The PSRs are so frigid that regolith becomes an extremely poor conductor of electricity.
Therefore, during intense solar storms, the regolith is expected to dissipate the build-up of charge too slowly to avoid the destructive effects of a sudden electric discharge, called dielectric breakdown.
The research estimates the extent that this process can alter the regolith.
"This process isn't completely new to space science -- electrostatic discharges can occur in any poorly conducting (dielectric) material exposed to intense space radiation, and is actually the leading cause of spacecraft anomalies," said Timothy Stubbs of NASA's Goddard Space Flight Center in Greenbelt, Maryland, a co-author of the paper.
The team estimated the energy that would be deposited over a million years by both meteoroid impacts and dielectric breakdown driven by solar storms, and found that each process releases enough energy to alter the regolith by a similar amount.
"Lab experiments show that dielectric breakdown is an explosive process on a tiny scale," said Jordan.
"During breakdown, channels could be melted and vaporized through the grains of soil.

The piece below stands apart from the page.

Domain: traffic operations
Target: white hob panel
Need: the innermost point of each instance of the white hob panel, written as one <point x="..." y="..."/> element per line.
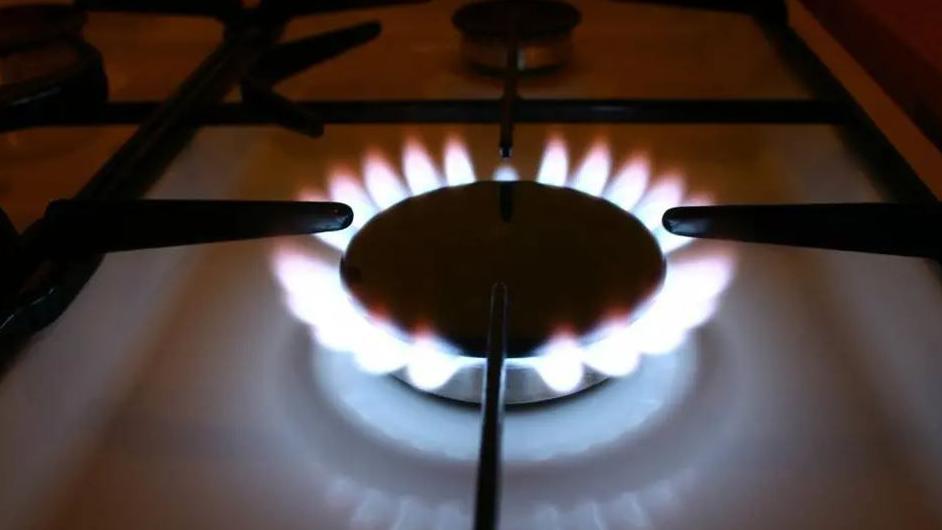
<point x="180" y="391"/>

"Some of the grains may even be blown apart by the tiny explosion."
The next step is to search for evidence of dielectric breakdown in PSRs and determine if it could happen in other areas on the moon.
There may even be 'sparked' material in the Apollo samples, but the difficulty would be determining if this material was altered by breakdown or a meteoroid impact.
The Changing Moon
• The moon has almost no atmosphere, so its surface is exposed to the harsh space environment.
• Impacts from small meteoroids constantly churn or 'garden' the top layer of the dust and rock, called regolith, on the moon.